KK: Is there a clear, urgent message for patients in terms of treating their Parkinson’s disease? No. There’s no quick answer. There is no definitive therapeutic recommendation that arises for people with Parkinson’s disease. My expectation is that many people with early otherwise untreated PD will choose to go on this medication, after talking with their doctors and considering their other treatment options.

This is a complicated study — it’s 10 pages in the New England Journal of Medicine, with another whole supplemental data set online. That’s unusual for this journal. I’ve known about this study for years and it took me a while to get through this article. If the outcome seems complicated to patients, that’s not surprising — it is complicated, even for researchers.

In spite of the lack of a clear therapeutic recommendation, we have still learned some important things. This is the first rigorous delayed-start PD study that has been done in accordance with FDA guidelines, and it establishes a lot of interesting precedents.

First of all, 1,176 people were enrolled in a relatively expeditious fashion. Of those, 85 percent made it into the more complicated second-stage analyses. This has shown that people can be recruited and participate in such a design, in large numbers, across 129 centers in 14 countries. It’s quite feasible to do. That’s important; a lot of people had believed it would be impossible to get people to participate in such a large effort over this period of time.

Secondly, it has given us insights into trial design. People are now looking at the 18-month trial duration and asking whether it has to be done this way. Could we accomplish the same thing in 12 months?

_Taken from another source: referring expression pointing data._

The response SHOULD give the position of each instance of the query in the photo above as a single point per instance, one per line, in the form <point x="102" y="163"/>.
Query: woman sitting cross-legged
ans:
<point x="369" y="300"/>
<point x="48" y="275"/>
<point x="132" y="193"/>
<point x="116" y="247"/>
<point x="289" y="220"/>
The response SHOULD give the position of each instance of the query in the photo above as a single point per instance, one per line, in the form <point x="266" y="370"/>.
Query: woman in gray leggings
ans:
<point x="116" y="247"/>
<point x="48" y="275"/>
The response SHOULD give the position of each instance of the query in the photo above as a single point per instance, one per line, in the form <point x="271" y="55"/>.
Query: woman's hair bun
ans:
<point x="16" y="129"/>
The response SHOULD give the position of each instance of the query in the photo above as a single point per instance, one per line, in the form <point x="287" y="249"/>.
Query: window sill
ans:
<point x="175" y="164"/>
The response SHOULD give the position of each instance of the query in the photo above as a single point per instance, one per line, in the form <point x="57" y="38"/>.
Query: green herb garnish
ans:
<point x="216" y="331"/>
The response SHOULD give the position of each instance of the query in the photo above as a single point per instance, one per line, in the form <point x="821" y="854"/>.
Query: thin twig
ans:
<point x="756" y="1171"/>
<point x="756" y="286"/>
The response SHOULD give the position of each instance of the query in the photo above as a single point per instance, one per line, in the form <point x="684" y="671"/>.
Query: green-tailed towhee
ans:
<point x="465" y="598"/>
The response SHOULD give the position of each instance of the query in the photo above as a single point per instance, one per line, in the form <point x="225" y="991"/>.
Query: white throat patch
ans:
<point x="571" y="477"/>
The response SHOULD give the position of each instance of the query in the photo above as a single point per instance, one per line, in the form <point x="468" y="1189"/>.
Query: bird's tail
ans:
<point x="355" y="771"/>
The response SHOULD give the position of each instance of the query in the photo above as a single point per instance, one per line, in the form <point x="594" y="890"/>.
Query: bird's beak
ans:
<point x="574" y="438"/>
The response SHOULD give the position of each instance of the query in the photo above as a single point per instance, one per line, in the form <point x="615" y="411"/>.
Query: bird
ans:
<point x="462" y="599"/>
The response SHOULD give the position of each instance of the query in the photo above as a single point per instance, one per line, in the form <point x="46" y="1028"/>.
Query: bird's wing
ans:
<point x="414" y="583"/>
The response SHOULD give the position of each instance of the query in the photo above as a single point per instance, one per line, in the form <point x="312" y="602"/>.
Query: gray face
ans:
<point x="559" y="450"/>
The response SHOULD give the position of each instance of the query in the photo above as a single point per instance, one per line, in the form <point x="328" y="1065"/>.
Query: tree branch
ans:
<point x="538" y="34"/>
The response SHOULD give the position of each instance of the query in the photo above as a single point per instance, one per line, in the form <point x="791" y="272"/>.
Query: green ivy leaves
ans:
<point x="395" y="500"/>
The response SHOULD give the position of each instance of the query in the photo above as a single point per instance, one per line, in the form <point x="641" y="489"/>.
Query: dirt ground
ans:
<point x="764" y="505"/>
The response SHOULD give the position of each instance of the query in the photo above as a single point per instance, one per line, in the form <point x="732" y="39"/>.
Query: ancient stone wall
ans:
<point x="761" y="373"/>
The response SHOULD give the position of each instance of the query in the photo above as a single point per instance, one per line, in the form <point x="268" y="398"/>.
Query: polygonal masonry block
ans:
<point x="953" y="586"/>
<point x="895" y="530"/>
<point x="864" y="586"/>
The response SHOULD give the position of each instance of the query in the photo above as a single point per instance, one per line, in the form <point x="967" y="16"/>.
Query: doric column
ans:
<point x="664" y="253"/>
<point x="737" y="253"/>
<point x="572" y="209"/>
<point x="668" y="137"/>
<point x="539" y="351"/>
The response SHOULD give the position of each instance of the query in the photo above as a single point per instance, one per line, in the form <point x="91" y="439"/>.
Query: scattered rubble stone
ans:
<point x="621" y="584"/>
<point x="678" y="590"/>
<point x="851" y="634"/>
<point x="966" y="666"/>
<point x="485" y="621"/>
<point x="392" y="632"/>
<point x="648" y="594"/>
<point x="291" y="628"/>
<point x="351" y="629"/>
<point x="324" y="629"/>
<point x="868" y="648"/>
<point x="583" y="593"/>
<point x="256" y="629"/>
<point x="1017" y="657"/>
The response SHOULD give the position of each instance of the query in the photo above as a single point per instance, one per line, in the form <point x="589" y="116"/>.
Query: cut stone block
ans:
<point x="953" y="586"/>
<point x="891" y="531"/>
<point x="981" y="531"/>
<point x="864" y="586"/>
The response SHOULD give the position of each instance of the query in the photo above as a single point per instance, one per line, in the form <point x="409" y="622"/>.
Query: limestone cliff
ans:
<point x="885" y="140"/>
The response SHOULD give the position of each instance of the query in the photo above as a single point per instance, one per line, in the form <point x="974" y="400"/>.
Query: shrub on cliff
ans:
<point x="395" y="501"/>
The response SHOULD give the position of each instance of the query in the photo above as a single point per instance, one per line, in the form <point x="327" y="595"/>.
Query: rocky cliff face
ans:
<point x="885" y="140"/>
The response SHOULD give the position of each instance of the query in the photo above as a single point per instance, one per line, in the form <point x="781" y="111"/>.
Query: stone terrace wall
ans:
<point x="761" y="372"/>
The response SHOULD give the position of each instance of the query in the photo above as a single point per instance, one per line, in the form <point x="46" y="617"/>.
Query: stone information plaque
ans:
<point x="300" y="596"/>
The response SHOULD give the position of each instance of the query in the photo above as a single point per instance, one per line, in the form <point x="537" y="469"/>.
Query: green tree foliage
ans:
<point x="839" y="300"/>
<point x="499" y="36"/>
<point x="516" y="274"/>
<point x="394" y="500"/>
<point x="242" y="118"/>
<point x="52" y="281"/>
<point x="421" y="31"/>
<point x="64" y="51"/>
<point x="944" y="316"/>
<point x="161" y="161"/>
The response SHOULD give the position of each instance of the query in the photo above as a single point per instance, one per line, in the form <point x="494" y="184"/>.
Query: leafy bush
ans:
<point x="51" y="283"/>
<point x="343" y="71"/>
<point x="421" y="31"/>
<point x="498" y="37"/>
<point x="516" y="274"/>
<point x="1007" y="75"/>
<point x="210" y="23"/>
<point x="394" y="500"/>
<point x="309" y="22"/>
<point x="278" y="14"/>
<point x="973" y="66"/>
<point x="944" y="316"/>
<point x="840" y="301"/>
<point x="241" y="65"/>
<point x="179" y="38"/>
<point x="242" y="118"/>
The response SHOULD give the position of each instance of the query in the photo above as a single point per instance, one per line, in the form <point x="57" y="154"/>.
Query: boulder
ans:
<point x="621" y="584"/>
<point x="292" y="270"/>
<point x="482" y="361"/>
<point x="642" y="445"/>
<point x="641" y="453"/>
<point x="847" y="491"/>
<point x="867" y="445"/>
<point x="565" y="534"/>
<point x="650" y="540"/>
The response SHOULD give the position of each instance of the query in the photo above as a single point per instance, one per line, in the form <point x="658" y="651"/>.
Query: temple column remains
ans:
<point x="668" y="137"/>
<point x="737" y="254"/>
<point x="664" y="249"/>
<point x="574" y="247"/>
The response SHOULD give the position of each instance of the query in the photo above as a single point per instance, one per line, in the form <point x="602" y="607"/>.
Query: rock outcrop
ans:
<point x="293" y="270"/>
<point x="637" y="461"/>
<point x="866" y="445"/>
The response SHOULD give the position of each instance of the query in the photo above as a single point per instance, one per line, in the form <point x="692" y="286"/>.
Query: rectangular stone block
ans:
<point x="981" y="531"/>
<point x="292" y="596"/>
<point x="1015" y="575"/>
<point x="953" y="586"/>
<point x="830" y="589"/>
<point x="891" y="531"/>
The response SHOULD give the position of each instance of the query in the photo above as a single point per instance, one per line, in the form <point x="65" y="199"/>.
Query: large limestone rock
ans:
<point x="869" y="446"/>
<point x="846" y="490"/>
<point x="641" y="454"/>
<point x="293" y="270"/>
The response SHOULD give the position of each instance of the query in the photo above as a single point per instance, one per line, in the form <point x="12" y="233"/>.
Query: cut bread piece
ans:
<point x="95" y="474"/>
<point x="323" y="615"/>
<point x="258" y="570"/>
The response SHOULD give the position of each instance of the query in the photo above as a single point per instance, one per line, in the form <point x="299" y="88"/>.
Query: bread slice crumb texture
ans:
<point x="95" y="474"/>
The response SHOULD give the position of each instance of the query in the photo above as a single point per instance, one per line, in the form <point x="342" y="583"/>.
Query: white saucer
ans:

So, first of all, it’s feasible; second of all, it’s helped trigger some new thinking (including the meeting MJFF and the Parkinson Study Group co-hosted with the FDA and the American Association of Pharmacological Scientists last year) about how to carry out a trial with this design.

We’ve learned important things, and it’s likely that we’ll see more studies of this type being done in the future.

Karl Kieburtz is Professor of Neurology and Community and Preventive Medicine at the University of Rochester Medical Center and chair of the Parkinson Study Group. He is a consultant to Teva and he consulted with authors of the NEJM paper as they wrote it.